José Winston fue tomando partido por la narrativa y comenzó a escribir cuentos regionalistas, influidos por don Víctor Cáceres Lara y por don Eliseo Pérez Cadalso. En esos días se produjo el golpe de Estado en contra de Villeda Morales. La familia de Winston era nacionalista y celebró el descalabro en contra de la democracia. Cuando se hizo la campaña para nominar a López Arellano como presidente, presentado como candidato del Partido Nacional, llegó a Intibucá una comitiva para la propaganda integrada por Jorge Fidel Durón, Óscar Acosta y Santiago Flores Ochoa.
Winston me pidió que los fuéramos a ver.
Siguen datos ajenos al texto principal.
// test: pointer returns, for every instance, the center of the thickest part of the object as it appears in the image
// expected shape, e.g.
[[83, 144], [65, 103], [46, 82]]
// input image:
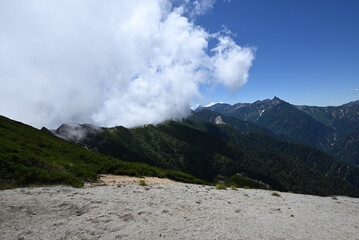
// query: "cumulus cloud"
[[109, 62]]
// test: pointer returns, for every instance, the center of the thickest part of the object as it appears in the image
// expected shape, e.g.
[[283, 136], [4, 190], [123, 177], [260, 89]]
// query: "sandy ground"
[[167, 210]]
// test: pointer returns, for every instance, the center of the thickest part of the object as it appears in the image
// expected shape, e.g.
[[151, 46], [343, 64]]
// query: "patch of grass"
[[142, 183], [221, 187], [242, 182], [275, 194]]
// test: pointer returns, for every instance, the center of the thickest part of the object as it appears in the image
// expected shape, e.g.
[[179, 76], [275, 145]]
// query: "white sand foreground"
[[172, 211]]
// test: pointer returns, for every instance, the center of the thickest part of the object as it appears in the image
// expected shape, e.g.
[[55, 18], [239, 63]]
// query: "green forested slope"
[[29, 156], [180, 146]]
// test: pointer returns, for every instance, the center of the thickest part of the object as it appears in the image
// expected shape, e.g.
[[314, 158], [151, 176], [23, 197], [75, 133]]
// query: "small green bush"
[[275, 194], [221, 187], [142, 183]]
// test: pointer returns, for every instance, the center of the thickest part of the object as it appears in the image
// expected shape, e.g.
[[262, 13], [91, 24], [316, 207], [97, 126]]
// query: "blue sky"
[[307, 51]]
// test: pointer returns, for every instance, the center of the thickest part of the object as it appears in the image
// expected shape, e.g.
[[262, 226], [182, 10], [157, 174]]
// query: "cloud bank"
[[110, 62]]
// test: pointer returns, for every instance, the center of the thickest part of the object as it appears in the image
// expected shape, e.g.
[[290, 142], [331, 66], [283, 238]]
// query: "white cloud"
[[109, 62]]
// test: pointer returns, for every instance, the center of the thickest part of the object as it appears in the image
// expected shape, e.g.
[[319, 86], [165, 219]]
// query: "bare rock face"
[[219, 120]]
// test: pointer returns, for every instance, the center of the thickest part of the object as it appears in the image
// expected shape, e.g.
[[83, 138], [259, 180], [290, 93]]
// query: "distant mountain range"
[[266, 144], [332, 129]]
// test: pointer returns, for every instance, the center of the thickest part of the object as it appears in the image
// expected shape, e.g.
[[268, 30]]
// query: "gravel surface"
[[172, 211]]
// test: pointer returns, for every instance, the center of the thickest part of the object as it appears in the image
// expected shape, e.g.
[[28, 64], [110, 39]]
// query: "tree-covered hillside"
[[179, 146], [32, 157]]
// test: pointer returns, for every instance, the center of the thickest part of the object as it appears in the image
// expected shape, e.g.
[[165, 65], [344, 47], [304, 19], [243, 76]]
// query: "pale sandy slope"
[[172, 211]]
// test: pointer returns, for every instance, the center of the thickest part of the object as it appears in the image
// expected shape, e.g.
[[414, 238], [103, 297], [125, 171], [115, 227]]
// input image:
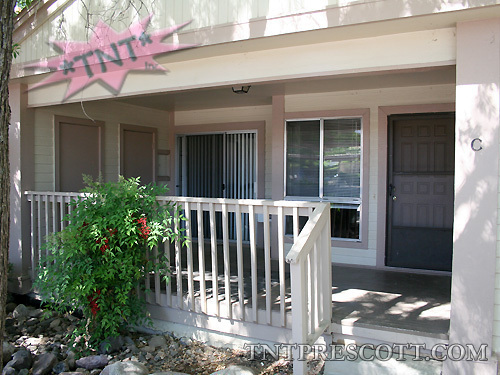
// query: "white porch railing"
[[311, 276], [219, 274]]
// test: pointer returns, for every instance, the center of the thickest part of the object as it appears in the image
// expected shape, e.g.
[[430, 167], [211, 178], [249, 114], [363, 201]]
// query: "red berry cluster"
[[94, 307], [105, 245], [143, 228]]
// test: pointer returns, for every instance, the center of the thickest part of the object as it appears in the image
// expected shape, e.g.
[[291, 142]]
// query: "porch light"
[[243, 90]]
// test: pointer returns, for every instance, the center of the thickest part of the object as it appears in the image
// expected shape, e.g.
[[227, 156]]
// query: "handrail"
[[215, 220], [309, 234]]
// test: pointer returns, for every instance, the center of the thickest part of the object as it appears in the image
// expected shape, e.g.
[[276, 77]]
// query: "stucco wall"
[[112, 114], [115, 113]]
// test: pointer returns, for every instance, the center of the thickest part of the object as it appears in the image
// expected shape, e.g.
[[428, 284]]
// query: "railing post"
[[299, 314]]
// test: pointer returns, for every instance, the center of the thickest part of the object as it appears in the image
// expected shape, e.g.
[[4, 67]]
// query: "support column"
[[22, 175], [476, 194], [278, 147], [278, 164]]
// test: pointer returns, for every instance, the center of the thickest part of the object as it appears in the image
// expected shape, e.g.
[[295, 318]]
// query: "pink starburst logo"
[[108, 56]]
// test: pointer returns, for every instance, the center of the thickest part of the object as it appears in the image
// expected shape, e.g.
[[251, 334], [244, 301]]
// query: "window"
[[323, 162]]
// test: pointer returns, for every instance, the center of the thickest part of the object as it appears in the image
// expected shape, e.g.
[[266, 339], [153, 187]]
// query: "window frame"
[[363, 201]]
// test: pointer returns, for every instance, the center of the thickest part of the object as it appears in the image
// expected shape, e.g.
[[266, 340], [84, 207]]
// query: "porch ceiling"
[[261, 94]]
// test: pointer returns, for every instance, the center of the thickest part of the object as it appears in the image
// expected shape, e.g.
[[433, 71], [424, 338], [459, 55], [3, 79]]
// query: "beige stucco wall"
[[372, 99], [112, 114]]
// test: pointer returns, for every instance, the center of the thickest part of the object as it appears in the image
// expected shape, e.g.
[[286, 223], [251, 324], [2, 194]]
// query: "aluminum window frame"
[[357, 203]]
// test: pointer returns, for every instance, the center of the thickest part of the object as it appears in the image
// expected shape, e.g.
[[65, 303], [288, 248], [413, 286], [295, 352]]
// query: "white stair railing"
[[311, 279], [224, 275]]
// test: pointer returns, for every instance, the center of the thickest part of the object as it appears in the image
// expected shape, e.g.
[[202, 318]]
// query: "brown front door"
[[420, 191]]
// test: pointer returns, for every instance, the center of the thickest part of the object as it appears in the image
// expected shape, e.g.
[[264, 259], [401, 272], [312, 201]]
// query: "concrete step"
[[392, 366]]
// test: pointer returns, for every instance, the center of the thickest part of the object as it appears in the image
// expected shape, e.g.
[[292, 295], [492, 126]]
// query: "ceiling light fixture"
[[243, 90]]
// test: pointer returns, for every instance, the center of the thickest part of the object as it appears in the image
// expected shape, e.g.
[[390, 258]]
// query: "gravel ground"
[[44, 332]]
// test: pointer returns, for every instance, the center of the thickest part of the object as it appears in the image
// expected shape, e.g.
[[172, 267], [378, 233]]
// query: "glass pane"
[[302, 158], [342, 162], [345, 222]]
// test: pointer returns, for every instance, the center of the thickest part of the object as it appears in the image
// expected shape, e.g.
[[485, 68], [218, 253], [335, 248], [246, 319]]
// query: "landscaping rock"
[[8, 350], [111, 345], [157, 341], [92, 362], [7, 370], [236, 370], [10, 307], [71, 360], [125, 368], [60, 367], [44, 363], [20, 312], [21, 359]]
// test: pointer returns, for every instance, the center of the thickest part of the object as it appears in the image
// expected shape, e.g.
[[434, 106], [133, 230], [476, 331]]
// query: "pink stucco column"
[[475, 237], [22, 165]]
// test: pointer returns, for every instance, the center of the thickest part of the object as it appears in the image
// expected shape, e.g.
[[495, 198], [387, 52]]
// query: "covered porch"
[[276, 282]]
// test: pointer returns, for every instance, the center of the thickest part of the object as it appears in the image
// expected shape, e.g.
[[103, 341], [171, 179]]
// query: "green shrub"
[[98, 262]]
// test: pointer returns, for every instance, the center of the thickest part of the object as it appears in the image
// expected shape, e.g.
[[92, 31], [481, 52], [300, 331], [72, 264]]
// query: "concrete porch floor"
[[392, 299], [362, 296]]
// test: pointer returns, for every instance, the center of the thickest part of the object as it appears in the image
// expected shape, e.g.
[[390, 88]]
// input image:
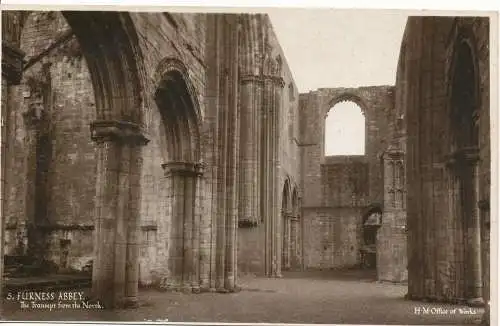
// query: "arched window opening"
[[345, 130]]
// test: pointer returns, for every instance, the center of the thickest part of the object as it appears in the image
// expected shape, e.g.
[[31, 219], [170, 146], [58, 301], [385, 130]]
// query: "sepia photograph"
[[261, 165]]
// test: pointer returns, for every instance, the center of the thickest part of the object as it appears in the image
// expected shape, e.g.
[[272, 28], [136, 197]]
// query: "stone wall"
[[342, 183]]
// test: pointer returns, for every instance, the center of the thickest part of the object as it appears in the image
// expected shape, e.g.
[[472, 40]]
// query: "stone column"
[[184, 265], [117, 143], [484, 207], [294, 242], [273, 88], [463, 165], [33, 119]]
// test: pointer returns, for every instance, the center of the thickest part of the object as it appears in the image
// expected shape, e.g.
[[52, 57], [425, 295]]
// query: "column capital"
[[12, 63], [249, 78], [34, 115], [183, 168], [466, 155], [484, 205], [118, 131]]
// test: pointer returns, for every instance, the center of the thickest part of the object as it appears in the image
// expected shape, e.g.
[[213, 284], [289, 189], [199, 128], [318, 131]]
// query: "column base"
[[485, 319], [129, 303], [475, 302]]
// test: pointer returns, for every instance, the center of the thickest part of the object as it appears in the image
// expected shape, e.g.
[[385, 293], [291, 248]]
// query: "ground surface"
[[350, 297]]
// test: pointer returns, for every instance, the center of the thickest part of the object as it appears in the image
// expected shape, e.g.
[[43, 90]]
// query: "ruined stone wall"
[[70, 188], [333, 230], [324, 185], [257, 43], [163, 36], [61, 82], [443, 255]]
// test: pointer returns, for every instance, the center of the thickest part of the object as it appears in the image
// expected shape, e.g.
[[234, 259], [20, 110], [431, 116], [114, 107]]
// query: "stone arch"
[[346, 97], [464, 114], [295, 231], [372, 220], [176, 99], [180, 112], [109, 43], [260, 93]]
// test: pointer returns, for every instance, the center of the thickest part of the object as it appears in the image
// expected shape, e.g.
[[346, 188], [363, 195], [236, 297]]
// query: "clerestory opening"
[[344, 130]]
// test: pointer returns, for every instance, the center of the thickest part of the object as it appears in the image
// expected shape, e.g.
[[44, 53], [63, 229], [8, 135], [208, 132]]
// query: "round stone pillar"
[[184, 253], [115, 266]]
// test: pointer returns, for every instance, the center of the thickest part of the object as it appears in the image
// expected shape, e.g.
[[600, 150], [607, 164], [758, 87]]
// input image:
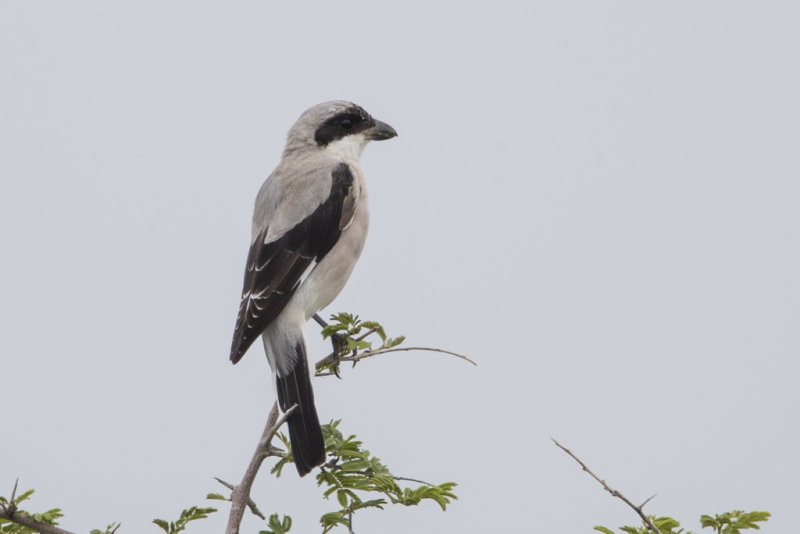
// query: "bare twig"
[[368, 354], [240, 496], [250, 502], [613, 492]]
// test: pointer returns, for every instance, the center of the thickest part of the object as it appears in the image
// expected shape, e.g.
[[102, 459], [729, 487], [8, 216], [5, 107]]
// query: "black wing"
[[275, 269]]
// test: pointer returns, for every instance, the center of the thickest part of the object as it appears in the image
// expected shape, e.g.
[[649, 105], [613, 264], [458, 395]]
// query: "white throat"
[[348, 147]]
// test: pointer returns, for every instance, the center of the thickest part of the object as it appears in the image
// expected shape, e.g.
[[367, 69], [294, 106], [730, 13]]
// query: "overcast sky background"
[[598, 201]]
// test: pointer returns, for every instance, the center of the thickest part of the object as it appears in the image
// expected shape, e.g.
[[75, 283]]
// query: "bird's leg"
[[338, 341]]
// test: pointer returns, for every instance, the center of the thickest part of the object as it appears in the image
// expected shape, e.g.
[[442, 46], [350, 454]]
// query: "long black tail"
[[305, 434]]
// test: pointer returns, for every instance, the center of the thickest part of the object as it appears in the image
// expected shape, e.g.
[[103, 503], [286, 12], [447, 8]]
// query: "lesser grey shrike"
[[309, 226]]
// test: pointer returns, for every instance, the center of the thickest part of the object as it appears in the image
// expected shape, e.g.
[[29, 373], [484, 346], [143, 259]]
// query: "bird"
[[309, 227]]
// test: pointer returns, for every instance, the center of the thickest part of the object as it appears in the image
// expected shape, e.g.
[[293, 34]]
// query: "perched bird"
[[309, 226]]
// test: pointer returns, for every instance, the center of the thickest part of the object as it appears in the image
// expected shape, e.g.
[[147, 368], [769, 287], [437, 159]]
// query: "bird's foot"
[[339, 343]]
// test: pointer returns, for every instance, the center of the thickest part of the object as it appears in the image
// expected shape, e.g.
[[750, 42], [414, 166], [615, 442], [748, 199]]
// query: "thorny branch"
[[10, 513], [240, 496], [327, 360], [613, 492]]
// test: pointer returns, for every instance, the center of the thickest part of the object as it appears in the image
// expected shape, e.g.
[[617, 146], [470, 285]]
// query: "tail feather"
[[305, 433]]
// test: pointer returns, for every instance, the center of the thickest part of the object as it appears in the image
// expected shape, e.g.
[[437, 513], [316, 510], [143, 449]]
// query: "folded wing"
[[275, 269]]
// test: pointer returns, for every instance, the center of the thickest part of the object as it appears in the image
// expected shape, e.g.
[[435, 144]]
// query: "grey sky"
[[597, 201]]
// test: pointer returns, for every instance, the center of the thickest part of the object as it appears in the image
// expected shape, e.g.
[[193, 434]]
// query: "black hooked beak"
[[380, 132]]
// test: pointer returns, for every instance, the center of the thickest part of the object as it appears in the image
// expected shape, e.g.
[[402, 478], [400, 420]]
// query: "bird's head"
[[338, 127]]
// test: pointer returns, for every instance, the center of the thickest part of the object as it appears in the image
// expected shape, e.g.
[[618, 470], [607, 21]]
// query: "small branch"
[[370, 353], [613, 492], [406, 479], [250, 502], [240, 496], [21, 518]]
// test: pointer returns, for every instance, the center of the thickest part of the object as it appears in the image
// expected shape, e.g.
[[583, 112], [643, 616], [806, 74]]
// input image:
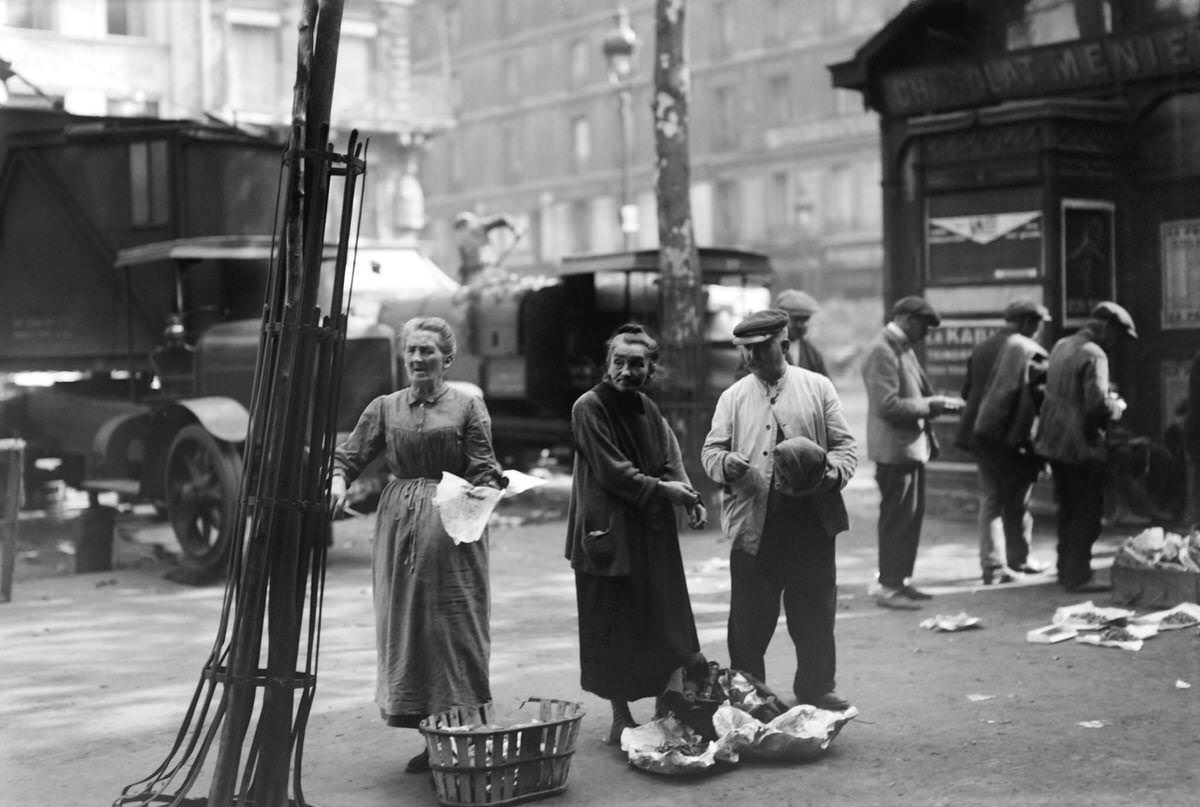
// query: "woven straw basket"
[[473, 763]]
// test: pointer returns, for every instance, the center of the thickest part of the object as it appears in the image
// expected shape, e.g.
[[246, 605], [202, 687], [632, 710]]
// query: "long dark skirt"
[[636, 629]]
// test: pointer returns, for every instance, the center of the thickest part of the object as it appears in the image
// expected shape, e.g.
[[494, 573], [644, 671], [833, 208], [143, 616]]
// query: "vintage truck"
[[133, 259]]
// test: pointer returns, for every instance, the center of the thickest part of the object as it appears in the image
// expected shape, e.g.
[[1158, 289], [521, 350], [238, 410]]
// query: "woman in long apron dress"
[[431, 596], [635, 616]]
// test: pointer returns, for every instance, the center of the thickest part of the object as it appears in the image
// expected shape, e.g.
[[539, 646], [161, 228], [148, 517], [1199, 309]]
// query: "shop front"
[[1048, 150]]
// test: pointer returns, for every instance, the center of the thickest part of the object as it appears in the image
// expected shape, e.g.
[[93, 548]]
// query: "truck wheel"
[[202, 484]]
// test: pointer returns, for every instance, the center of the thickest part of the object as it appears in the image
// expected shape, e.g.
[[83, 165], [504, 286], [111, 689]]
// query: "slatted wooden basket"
[[475, 763]]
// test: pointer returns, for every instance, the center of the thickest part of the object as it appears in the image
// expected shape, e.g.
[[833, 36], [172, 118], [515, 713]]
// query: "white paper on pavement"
[[466, 508]]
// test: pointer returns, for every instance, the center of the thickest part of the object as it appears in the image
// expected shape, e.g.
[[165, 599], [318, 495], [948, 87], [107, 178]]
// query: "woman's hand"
[[678, 492], [337, 494]]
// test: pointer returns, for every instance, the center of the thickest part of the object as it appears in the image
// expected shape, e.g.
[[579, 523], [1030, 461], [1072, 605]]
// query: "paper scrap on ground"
[[1129, 637], [1087, 616], [466, 508], [960, 621], [1185, 615], [1050, 634]]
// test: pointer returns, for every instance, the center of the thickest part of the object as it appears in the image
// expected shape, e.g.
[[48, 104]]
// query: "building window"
[[353, 97], [581, 142], [581, 226], [31, 13], [511, 89], [149, 184], [723, 29], [579, 54], [727, 223], [255, 63], [510, 147], [723, 119], [126, 17], [453, 22], [454, 161], [779, 214], [778, 22], [840, 198], [779, 100]]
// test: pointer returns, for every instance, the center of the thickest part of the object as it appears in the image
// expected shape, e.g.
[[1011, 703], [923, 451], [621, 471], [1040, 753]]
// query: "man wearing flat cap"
[[781, 449], [1003, 389], [801, 308], [900, 405], [1072, 426]]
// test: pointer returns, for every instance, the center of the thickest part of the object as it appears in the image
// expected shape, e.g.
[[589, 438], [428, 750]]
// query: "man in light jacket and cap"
[[900, 405], [801, 308], [1003, 389], [1073, 425], [781, 449]]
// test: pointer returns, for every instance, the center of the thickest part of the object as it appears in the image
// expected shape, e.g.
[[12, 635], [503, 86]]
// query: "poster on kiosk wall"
[[983, 249]]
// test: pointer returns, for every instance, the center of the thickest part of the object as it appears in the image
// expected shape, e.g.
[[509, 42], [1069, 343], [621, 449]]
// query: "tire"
[[203, 477]]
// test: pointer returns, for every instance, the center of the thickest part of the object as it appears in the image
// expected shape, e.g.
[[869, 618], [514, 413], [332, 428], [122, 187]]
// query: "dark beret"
[[759, 327], [917, 306], [1117, 315], [799, 466], [1023, 308]]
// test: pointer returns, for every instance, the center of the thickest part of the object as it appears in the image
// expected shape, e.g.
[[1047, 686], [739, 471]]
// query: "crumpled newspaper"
[[466, 508], [1128, 637], [1087, 616], [947, 622], [801, 733], [1185, 615], [669, 746]]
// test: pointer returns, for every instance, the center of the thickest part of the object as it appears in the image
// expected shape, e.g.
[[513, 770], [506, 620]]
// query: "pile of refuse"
[[711, 718], [1159, 549]]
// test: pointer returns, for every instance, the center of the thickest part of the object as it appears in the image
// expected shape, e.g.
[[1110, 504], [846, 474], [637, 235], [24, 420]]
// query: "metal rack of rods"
[[252, 701]]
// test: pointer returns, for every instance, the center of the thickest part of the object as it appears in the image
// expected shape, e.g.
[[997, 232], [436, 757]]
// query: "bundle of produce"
[[1159, 549]]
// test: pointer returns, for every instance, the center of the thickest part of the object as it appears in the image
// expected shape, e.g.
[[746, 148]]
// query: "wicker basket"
[[477, 764]]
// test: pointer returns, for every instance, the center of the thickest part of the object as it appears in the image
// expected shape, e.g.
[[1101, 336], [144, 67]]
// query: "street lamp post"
[[618, 52]]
Yo me resistí porque se trataba de nacionalistas que andaban en campaña pero él me convenció de que nosotros íbamos como amantes de las letras. Los tres nos recibieron en casa del comerciante Baltazar Vigil. Les contamos de nuestras inquietudes y fueron completamente receptivos. Una o dos semanas después recibíamos en nuestras casas, sendos paquetes con libros de Óscar Acosta, las revistas de la Universidad, la Revista Honduras Rotaria y el libro de poemas de Santiago Flores Ochoa: 'Los círculos morados'.
Óscar siguió enviándome libros y revistas, desde Tegucigalpa, desde España y desde Italia, países en donde fungió como embajador. Y, también, nos publicó nuestros primeros escritos en diario El Día.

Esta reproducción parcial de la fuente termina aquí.